What followed was two weeks of weeping. And heartbreak. Constant and cruel. When is the right time to end the life of your own child? We couldn’t answer that question. But we watched you as you digressed more and more. You were becoming unrecognizably swollen. You seemed angry. Your pain was apparent and I couldn’t stand it. Is this for nothing? What are we doing? I was sure of what was coming, but I couldn’t be the one to do it. And so you, sweet champion, did it for me. You stopped breathing, your blood gas becoming lethal. End it now or he will go on his own they told us. So we did. It was the worst thing I have ever had to do, but the bad news had come two weeks before. You died in my arms that night, but like I have already said, I lost you well before that.
What is a repeated memory in my mind is not the day you had the crisis, but instead of the one before it, not the 19th, but the 18th. The last true one I spent with you. It was so ordinary, and so wonderful and good. We snuggled and I took pictures of you, including the one I’ve shared here. But also it leaves me feeling guilty. I took that day for granted. Because I thought we had time. Because we all always think that we do. I didn’t know that was my last chance to stare in to your lovely hazel eyes. I didn’t know I should be raising the alarm. I’ve tried so hard to remember, but I’m not even sure if I kissed you goodbye.

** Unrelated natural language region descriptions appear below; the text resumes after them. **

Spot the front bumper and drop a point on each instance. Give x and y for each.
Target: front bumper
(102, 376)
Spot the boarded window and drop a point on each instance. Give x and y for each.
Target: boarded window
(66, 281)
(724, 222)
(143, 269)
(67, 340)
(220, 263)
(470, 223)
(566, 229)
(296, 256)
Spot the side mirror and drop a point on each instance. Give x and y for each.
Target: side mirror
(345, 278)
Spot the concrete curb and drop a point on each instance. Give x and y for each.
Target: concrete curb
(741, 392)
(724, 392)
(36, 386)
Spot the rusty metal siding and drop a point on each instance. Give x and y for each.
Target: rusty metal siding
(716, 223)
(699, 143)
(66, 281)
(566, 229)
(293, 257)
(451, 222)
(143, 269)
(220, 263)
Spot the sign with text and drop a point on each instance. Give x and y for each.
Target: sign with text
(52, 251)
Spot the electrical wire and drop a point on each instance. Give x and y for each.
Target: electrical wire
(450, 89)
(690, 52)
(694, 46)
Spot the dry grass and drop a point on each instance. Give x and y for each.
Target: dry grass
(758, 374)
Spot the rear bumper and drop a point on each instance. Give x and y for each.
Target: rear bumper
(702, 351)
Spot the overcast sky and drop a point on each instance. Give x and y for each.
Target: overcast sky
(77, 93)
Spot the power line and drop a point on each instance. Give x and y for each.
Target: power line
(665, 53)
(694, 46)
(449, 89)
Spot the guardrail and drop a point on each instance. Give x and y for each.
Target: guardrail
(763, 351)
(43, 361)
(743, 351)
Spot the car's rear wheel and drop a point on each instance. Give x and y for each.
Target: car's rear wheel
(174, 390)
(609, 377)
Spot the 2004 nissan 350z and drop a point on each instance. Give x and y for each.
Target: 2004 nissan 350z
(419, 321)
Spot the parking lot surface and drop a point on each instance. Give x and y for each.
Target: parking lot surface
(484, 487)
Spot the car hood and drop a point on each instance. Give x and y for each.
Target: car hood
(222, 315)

Had I known what was coming Beckett, I never would have left your room. I never would have looked away from your face. I would have held your hand and whispered “I love you’s” in to your ear until my legs gave out beneath me and my lips had turned to stone. I would still be there with you now. But I didn’t. I didn’t know, so I didn’t stay. What I do know is that my love for you is a sea and I will let its waves crash upon you forever.
November 22, 2017 at 5:32 pm
I can’t imagine what’s it’s been like to spend this year without your son, but I do believe he walks beside you always. I feel he waited until you left because his soul couldn’t let go with you there. You did everything you could, and he knows that and knows how much you loved him. He felt it every second of his life and continues to each and every time you think of him and honour him with your beautiful and honest writing.
November 22, 2017 at 9:28 pm
Wow. Reading this has brought back so many feelings and memories of losing my son. He left us in May 2016 after a 9 day stay in the ICU at Children’s and your story has so many similarities to ours, it’s heartbreaking. I truly feel your pain and thank you so much for having the courage to put your story out there. You and your family are in my thoughts as we all try and navigate the upcoming holiday season.